A second element of such a strategy would rely on what the CIRM advisory committee labels as a “porous opportunity” funding model. As explained in the advisory committee’s report, such a strategy would look for projects with a high probability of clinical success that could “come from either inside or outside CIRM-funded research, perhaps out of industry and even from outside of California (that)…could enter the CIRM pipeline at any stage of preclinical or clinical development.” Such an entrepreneurial strategy would be more responsive to scientific opportunity than one oriented toward creating a “pipeline” of projects that could proceed from basic research to clinical applications. Neither the Geron therapy nor a second stem cell therapy which has recently entered clinical trials, for example, received any support from CIRM in their development, but might be current candidates for funding under such an approach.  Such a funding method might also involve more aggressive outreach to potential grantees and more flexibility in developing funding mechanisms tailored to the situations of individual organizations. CIRM is allegedly helping Geron find a buyer for its stem cell business, for example, who may be willing to proceed with the clinical trial that Geron cancelled.

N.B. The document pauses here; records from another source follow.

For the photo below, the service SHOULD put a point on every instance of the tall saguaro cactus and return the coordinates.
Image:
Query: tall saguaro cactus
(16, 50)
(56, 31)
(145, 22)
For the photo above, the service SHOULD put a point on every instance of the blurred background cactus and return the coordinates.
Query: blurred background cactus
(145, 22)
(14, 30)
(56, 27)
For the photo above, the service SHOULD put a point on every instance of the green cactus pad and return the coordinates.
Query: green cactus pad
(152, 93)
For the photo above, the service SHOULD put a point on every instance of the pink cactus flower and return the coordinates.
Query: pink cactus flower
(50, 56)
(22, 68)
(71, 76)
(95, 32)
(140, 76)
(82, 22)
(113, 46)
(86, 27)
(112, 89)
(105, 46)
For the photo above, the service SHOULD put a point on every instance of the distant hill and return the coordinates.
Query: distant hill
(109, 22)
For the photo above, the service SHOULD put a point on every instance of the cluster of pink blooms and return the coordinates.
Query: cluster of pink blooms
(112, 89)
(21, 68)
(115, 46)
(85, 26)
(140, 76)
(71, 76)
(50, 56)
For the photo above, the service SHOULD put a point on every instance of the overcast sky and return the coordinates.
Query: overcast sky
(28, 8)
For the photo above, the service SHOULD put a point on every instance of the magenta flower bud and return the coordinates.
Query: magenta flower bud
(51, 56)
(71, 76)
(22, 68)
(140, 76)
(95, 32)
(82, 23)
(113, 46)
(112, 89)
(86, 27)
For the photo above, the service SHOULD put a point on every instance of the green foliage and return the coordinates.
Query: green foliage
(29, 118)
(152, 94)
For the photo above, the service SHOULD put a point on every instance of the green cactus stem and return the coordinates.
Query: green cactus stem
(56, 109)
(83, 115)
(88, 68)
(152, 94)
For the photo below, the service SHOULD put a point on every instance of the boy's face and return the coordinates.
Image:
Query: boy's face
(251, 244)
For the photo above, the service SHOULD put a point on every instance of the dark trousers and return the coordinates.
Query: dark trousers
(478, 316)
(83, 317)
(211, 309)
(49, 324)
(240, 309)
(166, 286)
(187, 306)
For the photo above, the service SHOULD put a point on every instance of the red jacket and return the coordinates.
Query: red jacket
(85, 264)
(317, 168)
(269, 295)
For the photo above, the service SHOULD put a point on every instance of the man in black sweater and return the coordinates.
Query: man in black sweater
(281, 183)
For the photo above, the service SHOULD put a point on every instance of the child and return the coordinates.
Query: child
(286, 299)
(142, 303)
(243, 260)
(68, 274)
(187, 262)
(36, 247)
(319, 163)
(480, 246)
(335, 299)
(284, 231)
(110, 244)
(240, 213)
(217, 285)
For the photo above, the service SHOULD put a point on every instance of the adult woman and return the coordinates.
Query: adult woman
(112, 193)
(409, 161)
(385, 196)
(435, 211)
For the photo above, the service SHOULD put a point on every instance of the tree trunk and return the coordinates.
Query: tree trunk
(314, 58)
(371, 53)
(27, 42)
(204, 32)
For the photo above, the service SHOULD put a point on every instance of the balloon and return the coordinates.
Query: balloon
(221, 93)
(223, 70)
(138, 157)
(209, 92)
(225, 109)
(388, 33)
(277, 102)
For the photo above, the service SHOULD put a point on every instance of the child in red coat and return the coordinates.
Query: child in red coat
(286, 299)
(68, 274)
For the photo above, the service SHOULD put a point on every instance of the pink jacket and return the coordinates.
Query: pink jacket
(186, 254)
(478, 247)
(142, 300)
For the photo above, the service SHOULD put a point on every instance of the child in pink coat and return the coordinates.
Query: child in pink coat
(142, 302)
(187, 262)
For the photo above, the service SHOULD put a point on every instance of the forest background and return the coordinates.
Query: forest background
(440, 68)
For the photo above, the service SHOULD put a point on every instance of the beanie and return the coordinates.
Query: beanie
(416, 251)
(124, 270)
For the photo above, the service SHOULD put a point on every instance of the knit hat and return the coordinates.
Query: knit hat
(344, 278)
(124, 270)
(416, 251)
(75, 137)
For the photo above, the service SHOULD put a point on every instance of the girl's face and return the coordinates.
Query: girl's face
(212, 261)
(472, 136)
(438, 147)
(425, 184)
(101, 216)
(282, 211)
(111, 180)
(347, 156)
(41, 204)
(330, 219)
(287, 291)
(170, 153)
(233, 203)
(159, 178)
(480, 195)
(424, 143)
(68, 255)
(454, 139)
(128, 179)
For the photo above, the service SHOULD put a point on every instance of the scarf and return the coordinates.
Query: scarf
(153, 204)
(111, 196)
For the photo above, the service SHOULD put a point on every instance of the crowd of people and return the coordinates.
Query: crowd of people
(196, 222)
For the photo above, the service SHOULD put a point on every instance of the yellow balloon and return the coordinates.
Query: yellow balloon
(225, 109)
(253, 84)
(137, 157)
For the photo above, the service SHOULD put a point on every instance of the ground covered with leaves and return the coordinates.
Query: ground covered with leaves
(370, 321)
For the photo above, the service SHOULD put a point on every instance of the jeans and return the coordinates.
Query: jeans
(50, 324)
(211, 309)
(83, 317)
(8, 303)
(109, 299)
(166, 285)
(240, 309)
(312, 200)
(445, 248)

A final element of this strategy might be to rely less on research grants and more on types of financing that give the state a chance to participate in the benefits of successful therapies. Venture capital firms don’t typically make grants, but rely more on loans or investments through other means, such as taking an equity position in companies or taking warrants, which allow for the purchase of company stock at a specified price. Such financing vehicles would provide needed resources to companies, and also allow the state to profit like a venture capital firm while providing additional resources for reinvestment in other projects.
Investing in biotechnology remains a high-risk, uncertain proposition for both states and private companies. Most products and most companies will likely continue to fail. States that are willing to be proactive and entrepreneurial in their funding strategies, however, may be able to reduce the political and scientific risks of supporting these undertakings to an acceptable level.